Wer Solstafir verpasst hat, hat sich wirklich was durch die Lappen gehen lassen. Die Isländer sind einfach etwas ganz Besonderes und passen in keine Schublade. Ein Bekannter meinte, die seien ein bisschen wie Sigur Rós auf Black Metal und so ganz daneben ist das sicherlich nicht. Und trotzdem sind Sólstafir doch alles andere als Black Metal. Psychedelic-Elemente sind dabei, Doom-Elemente, Post-Rock-Elemente, Ambient und alles zusammen ergibt eine völlig eigenständige Combo, die kompromisslos ihr Ding durchzieht.

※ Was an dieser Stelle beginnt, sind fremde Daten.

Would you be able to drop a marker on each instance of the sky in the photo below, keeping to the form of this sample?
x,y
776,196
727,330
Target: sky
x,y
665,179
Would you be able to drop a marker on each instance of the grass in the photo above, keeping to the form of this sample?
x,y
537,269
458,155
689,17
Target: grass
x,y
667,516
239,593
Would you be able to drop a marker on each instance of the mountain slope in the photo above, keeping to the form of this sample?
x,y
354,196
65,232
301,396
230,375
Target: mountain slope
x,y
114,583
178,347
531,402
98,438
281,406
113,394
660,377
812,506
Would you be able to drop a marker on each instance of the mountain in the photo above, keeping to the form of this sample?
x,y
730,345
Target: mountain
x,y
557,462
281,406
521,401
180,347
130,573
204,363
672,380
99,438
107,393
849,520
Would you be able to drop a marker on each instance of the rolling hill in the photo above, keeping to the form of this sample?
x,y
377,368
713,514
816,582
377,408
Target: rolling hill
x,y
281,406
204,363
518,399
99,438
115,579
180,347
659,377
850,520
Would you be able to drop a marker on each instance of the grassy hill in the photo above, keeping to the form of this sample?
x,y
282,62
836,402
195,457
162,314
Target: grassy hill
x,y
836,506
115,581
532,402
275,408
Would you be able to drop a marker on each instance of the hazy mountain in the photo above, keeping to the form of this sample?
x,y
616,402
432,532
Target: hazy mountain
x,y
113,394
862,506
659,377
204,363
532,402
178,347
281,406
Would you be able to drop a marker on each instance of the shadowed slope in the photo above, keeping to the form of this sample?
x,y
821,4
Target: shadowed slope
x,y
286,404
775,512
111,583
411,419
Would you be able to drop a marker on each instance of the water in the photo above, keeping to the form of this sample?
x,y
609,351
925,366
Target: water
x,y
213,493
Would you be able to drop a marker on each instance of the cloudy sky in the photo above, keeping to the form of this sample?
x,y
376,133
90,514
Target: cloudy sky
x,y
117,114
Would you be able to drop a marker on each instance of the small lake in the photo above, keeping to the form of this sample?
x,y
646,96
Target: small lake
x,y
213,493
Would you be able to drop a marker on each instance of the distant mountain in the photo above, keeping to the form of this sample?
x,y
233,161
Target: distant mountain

So auch heute auf der Wackener W.E.T. Stage. Kommunikation mit dem Publikum findet im Prinzip keine statt und es werden in einer Dreiviertelstunde lediglich drei Songs dargeboten – was gerade auf einem Festival wirklich mutig ist. Doch das hier ist eben keine Musik zum bloßen Mitgrölen und Abfeiern, hier sind Geduld und Einfühlungsvermögen gefragt, vor allem ist aber Zuhören, wirklich Zuhören, angesagt. Wer sich darauf einlässt, wird auch ohne Drogen in Form der scheinbar endlosen Stücke „Köld“, „Pale Rider“ und „Ritual Of Fire“ mit einem einzigen, wundervollen Trip belohnt. Frontmann Aðalbjörn „Addi“ Tryggvason schreit und singt sich die Seele aus dem Leib, dem ganzen Material haftet eine unbeschreibliche, naturverbundene Melancholie an und wer danach nicht eine Gänsehaut hat, die den ganzen Körper bedeckt, dem kann eigentlich nicht mehr zu helfen sein. Wie, der Sound ist ein wenig höhenlastig? Geschenkt!